Adenylyl cyclases play a central role in signal transduction by synthesizing 3'5' cyclic AMP when stimulated by G-protein coupled hormone receptors. Mammalian adenylyl cyclases contain two conserved homologous domains, C1 and C2, which together constitute the catalytic machinery of the enzyme. The two domains when expressed separately and mixed are functionally active. The C2 domain alone also exhibits catalytic activity, albeit at a much lower rate. The formation of a single catalytic pocket at the dimer interface of the two domains is clearly revealed by the crystal structure of the C2 homodimer at 2.6 Å. The polypeptide chain folds into a three layer a/ß structure arranged in a wreath like dimer. Two forskolin molecules bridge the hydrophobic ends of the cleft . The central part of the cleft is lined by highly polar and charged residues and is implicated in ATP binding. The active site is formed by the forskolin catalyzed dimerization of the monomers. The carboxy terminus which is also implicated in ATP binding is disordered in the crystal structure.
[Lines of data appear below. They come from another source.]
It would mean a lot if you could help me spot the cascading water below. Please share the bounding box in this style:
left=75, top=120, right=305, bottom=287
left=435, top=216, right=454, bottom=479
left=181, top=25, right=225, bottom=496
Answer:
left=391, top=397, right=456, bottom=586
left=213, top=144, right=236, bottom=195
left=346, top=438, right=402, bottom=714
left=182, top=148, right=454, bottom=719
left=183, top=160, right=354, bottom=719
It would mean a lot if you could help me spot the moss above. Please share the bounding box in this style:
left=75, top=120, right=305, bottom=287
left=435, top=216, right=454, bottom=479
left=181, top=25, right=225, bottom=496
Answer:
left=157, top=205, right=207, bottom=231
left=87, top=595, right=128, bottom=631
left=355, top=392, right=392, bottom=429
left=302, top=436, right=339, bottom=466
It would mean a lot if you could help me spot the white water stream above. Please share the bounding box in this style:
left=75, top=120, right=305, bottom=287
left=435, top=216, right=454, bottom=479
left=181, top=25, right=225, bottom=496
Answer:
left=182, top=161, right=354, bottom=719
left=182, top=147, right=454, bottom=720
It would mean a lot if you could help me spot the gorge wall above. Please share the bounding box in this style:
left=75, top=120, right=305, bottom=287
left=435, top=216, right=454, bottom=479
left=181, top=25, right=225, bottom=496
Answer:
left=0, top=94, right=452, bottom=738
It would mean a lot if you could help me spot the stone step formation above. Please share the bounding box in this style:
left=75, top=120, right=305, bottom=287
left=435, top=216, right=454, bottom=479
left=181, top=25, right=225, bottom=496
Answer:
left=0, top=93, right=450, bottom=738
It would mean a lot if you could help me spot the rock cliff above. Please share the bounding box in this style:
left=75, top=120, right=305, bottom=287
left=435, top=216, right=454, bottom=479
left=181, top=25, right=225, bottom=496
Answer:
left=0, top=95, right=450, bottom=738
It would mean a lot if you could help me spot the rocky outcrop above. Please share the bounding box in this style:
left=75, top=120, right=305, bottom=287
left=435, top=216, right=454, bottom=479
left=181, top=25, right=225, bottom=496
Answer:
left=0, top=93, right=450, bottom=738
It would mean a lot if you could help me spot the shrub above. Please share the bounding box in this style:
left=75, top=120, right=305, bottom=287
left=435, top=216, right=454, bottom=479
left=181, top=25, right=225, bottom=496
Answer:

The C1 and C2 are roughly 30% identical, the structure of the C2 domain homodimer presents a plausible model for modeling of the intact catalytic core with a view to understanding the higher activity of the intact enzyme. Differences seen in the residues in the binding cleft along with the asymmetry in the structure in the heterodimer model would possibly affect the mode of binding favoring an optimum accomodation of the substrate and activator, forskolin as compared to the C2 homodimer. Based on the crystal structure of the C2 homodimer, mutagenesis experiments on the adenylyl cyclase and the G protein a subunit, a model of Gs_a was docked onto adenylyl cyclase to study the interaction between the G protein and cyclase. The Gs_a was modeled based on the crystal structure of G transducin a. The model shows the negatively charged groove is complemented by a positively charged region in Gs_a.